How to innovate (and how not to), part 1: Wait for the eureka moment
Innovation is one of the most vital human endeavours. Over the history of humanity, it has made life incrementally better by almost every metric. And while we appreciate it in the abstract, the majority of us have little understanding of how it actually happens.
It’s also undoubtedly one of the most overused – and misused – words in the business world. And it’s so broad as to be almost meaningless, with different sectors – or different divisions inside the same business – often applying the term in their own way.
While there is an obvious attraction to the new, innovation isn’t always about large scale R&D projects or revolutionary business models. It can be small and iterative. As the famous case study of Lucozade’s repositioning in the UK shows, it can be as simple as adding a screw top, changing the packaging and eventually shifting the perception of the product from a medicine to a sports drink. Lucozade profited handsomely from this insight and went on to dominate the category.
In business, as in nature, the fittest survive. And we want to increase your fitness. So here lies Idealog’s definitive guide to different approaches to innovation, ranked for your pleasure.
Method 1: Wait for the Eureka moment
There’s a certain romanticism behind the notion of human triumph. We refer to the grand thinkers and masterminds of our time as geniuses, prodigies and intellectual wunderkinds. Perhaps it’s the influence of Hollywood and its celebratory plotlines, but there seems to be an overarching belief that the world’s best ideas are sudden and intuitive. Thomas Edison, after all, invented the lightbulb, his luminous creation now synonymous with the sudden moment of clarity. At the time, Edison described to a reporter that he’d been in his laboratory one night when he began rolling a piece of tarred lampblack between his fingers. His thoughts were elsewhere, but “his fingers were mechanically rolling … until it became a slender filament”. The rest is history.

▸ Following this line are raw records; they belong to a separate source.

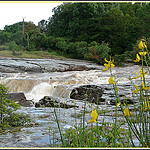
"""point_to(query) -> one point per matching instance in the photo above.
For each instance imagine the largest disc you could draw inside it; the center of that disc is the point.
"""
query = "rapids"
(59, 84)
(57, 81)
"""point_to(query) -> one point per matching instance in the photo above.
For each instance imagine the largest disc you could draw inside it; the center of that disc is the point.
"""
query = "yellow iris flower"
(108, 64)
(136, 76)
(111, 80)
(146, 105)
(142, 53)
(142, 74)
(94, 116)
(137, 90)
(142, 45)
(145, 87)
(137, 58)
(126, 112)
(118, 104)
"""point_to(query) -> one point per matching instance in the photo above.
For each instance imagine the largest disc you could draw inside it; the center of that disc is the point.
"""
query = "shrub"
(6, 105)
(99, 52)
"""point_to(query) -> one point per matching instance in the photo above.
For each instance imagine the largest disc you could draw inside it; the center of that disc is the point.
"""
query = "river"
(37, 78)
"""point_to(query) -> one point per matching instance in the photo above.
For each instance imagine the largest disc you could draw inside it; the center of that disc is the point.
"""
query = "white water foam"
(39, 91)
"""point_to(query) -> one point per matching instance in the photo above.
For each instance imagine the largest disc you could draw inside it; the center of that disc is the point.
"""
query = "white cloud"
(11, 13)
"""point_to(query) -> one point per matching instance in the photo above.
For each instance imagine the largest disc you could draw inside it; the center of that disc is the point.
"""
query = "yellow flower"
(94, 116)
(146, 105)
(118, 104)
(146, 145)
(106, 60)
(106, 67)
(111, 80)
(136, 76)
(126, 112)
(137, 58)
(145, 87)
(142, 53)
(142, 45)
(117, 89)
(142, 74)
(124, 103)
(137, 90)
(108, 64)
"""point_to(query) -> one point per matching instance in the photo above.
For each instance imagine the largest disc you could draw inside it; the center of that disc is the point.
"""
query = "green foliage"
(99, 52)
(6, 105)
(61, 45)
(16, 49)
(77, 49)
(17, 120)
(95, 136)
(5, 37)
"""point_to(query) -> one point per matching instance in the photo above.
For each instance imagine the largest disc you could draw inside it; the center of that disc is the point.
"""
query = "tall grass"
(137, 119)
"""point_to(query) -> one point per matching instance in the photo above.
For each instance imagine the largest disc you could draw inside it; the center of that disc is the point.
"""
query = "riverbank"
(31, 54)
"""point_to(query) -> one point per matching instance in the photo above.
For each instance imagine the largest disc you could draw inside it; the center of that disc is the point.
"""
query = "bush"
(6, 105)
(17, 120)
(99, 52)
(16, 49)
(77, 49)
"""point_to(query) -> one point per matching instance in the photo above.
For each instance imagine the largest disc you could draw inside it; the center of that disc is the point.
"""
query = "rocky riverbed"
(64, 81)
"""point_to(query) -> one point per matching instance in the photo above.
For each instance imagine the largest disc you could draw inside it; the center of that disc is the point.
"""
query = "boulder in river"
(92, 93)
(48, 101)
(20, 99)
(103, 93)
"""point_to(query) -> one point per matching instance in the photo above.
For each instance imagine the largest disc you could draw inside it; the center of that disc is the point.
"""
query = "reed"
(106, 134)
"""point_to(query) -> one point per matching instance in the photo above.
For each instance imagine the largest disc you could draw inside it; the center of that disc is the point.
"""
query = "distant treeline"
(85, 31)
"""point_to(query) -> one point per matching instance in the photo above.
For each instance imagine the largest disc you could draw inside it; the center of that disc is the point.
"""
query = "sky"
(13, 12)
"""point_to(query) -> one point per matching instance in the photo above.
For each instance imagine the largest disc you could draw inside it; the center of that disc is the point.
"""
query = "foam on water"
(39, 91)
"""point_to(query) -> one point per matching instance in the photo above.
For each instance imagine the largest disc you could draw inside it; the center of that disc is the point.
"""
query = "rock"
(48, 101)
(20, 99)
(92, 93)
(15, 65)
(103, 92)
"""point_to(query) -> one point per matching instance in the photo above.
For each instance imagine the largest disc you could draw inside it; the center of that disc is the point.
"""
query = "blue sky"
(12, 12)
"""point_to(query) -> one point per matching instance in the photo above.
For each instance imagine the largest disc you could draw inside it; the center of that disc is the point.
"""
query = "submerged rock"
(92, 93)
(20, 99)
(103, 93)
(48, 101)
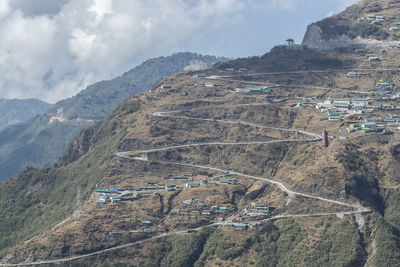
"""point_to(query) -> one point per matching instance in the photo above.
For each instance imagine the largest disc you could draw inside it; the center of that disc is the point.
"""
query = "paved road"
(304, 72)
(314, 137)
(288, 86)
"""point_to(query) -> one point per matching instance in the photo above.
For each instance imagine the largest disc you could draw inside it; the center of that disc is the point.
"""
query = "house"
(382, 84)
(368, 125)
(269, 90)
(180, 177)
(382, 92)
(187, 202)
(255, 224)
(115, 199)
(209, 84)
(360, 102)
(192, 184)
(371, 59)
(225, 181)
(240, 225)
(204, 181)
(224, 209)
(352, 74)
(334, 118)
(262, 207)
(341, 101)
(289, 42)
(256, 91)
(387, 106)
(104, 191)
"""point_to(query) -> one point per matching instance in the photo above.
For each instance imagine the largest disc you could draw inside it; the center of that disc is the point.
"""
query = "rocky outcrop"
(316, 37)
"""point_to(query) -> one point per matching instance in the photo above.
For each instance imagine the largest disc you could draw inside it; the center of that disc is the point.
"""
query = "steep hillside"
(40, 141)
(368, 22)
(18, 110)
(209, 172)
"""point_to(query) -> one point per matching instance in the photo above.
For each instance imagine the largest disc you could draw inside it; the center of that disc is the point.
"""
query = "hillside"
(368, 22)
(18, 110)
(287, 159)
(40, 141)
(222, 175)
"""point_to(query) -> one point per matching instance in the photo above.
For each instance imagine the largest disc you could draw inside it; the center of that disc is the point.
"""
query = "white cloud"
(53, 52)
(342, 5)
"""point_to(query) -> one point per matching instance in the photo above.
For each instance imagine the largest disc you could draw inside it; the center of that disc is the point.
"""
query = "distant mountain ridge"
(364, 23)
(41, 140)
(18, 110)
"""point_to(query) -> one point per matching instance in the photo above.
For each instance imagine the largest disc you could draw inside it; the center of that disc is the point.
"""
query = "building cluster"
(116, 195)
(257, 211)
(256, 90)
(393, 25)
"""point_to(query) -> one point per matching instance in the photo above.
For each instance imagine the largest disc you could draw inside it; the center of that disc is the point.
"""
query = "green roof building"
(289, 42)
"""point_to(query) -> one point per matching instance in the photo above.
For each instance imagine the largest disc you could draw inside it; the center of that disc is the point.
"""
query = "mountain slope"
(366, 22)
(41, 140)
(17, 110)
(354, 171)
(261, 189)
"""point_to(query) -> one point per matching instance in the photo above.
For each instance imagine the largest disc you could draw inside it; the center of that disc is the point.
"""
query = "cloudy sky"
(52, 49)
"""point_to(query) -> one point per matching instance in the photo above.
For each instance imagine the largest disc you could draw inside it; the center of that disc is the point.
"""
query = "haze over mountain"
(291, 158)
(41, 140)
(75, 43)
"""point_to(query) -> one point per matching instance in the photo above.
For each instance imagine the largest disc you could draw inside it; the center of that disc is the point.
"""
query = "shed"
(192, 184)
(289, 42)
(209, 84)
(180, 177)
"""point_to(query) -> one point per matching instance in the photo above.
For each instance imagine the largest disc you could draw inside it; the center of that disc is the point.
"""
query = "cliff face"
(366, 22)
(315, 36)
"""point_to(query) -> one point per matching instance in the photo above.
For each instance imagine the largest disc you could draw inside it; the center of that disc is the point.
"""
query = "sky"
(52, 49)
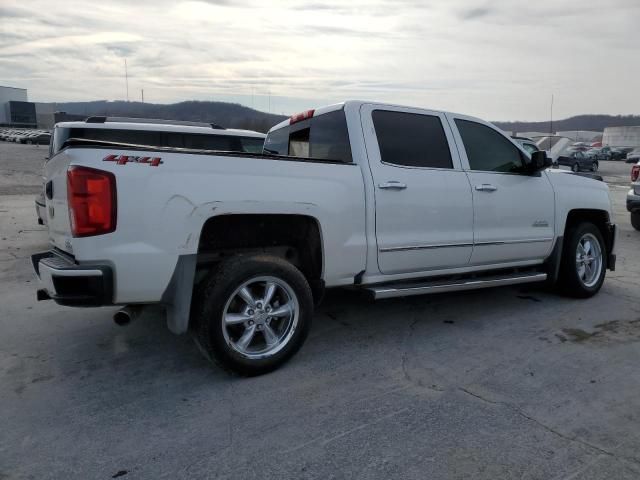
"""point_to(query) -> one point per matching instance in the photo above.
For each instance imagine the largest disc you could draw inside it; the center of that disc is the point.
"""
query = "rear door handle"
(485, 187)
(392, 185)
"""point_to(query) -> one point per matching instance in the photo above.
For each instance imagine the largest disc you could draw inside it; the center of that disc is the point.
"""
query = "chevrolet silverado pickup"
(239, 247)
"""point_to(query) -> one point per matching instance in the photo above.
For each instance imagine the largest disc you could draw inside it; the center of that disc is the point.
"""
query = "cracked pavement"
(494, 384)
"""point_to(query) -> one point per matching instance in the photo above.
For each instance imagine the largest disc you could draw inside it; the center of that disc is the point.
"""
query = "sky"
(498, 59)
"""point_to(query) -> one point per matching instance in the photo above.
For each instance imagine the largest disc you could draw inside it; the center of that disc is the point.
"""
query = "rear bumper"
(71, 284)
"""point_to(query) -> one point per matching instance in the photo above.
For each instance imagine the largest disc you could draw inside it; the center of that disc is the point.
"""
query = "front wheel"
(253, 313)
(584, 261)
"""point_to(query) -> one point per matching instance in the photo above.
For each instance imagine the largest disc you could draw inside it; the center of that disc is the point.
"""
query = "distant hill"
(595, 123)
(233, 115)
(230, 115)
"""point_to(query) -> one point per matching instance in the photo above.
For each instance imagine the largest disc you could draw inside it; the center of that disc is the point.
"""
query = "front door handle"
(48, 189)
(485, 187)
(392, 185)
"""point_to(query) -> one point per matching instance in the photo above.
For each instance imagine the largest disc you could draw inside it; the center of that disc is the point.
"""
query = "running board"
(408, 289)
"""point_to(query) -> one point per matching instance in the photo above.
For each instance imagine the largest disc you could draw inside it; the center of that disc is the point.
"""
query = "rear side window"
(411, 140)
(487, 150)
(324, 137)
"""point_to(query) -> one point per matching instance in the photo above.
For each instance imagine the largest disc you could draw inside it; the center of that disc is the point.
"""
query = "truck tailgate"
(57, 210)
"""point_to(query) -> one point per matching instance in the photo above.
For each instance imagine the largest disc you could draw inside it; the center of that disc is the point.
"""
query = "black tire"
(569, 280)
(220, 288)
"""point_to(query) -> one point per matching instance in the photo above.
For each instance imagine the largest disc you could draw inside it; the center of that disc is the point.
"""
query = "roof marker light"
(298, 117)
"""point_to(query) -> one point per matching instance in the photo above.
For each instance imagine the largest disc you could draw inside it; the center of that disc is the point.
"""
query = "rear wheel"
(584, 261)
(254, 313)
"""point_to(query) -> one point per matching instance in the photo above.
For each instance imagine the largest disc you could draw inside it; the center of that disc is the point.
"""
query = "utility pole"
(551, 123)
(126, 78)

It’s an attractive narrative, one that’s particularly rampant in cinematic depictions of ideas. In a pivotal scene of the award-winning film The Theory of Everything, Stephen Hawking suddenly realises that black holes emit heat when he mindlessly stares into an extinguishing fire. Films like A Beautiful Mind and Good Will Hunting tell the tales of tortured geniuses whose indecipherable brains are the only ones conducive to the lightning bolt revelations of science and technology.
But how much of this holds historical weight? Archimedes is famous for using the phrase in the bath when he discovered the laws of displacement, but historians don’t believe the story is true (it translates to ‘I’ve found it’, which is why the phrase was also associated with various goldrushes).
Edison’s notebooks also suggest a slightly different narrative, indicating that he’d considered carbon early on but discarded it when it burned up too quickly. A passage from the book Edison: His Life and Inventions, shows that inspiration usually requires perspiration. A friend, Walter S. Mallory, visited Edison and his researchers in his laboratory, where they had been working on the development of a nickel-iron battery for over five months. He recalled saying to Edison: “‘Isn’t it a shame that with the tremendous amount of work you have done you haven’t been able to get any results?’ Edison turned on me like a flash, and with a smile replied: ‘Results! Why, man, I have gotten a lot of results! I know several thousand things that won’t work.’”
Hawking was also building on a theory of black holes by two Russian physicists, a theory he subsequently worked on for months, not days. Even the fabled tale of Isaac Newton has its issues. As it’s often told, Newton was sitting under a tree when an apple fell on his head and the idea of gravity was born. But historians like Richard S. Westfall think otherwise, arguing that the story “vulgarises universal gravitation by treating it as a bright idea … but a bright idea cannot shape a scientific tradition.”
Instead of hard work and sacrifice, the eureka myth suggests either luck or genius. Thus, managers and leaders are at risk of overestimating the pace of development while underestimating the amount of perseverance needed. It’s why innovators are at pains to debunk the mythical assumption that innovation is just an epiphany waiting to strike.
Even so, everyone loves a good origin story, and myths can be helpful when it comes to promotion. When eBay started over 20 years ago, it came from a desire to create a perfect market economy where individuals could trade with one another. But its story struggled to attract attention from the media, so its founder, Pierre Omidyar, decided to create a more enticing alternative. Omidyar told people that he created the website as a means for his fiancée to trade PEZ dispensers. It led to one of the most popular company origin stories of the 1990s, albeit, completely fabricated. That didn’t work out too bad.
Idealog’s official rating: 6/10 – Convenient, but highly unlikely.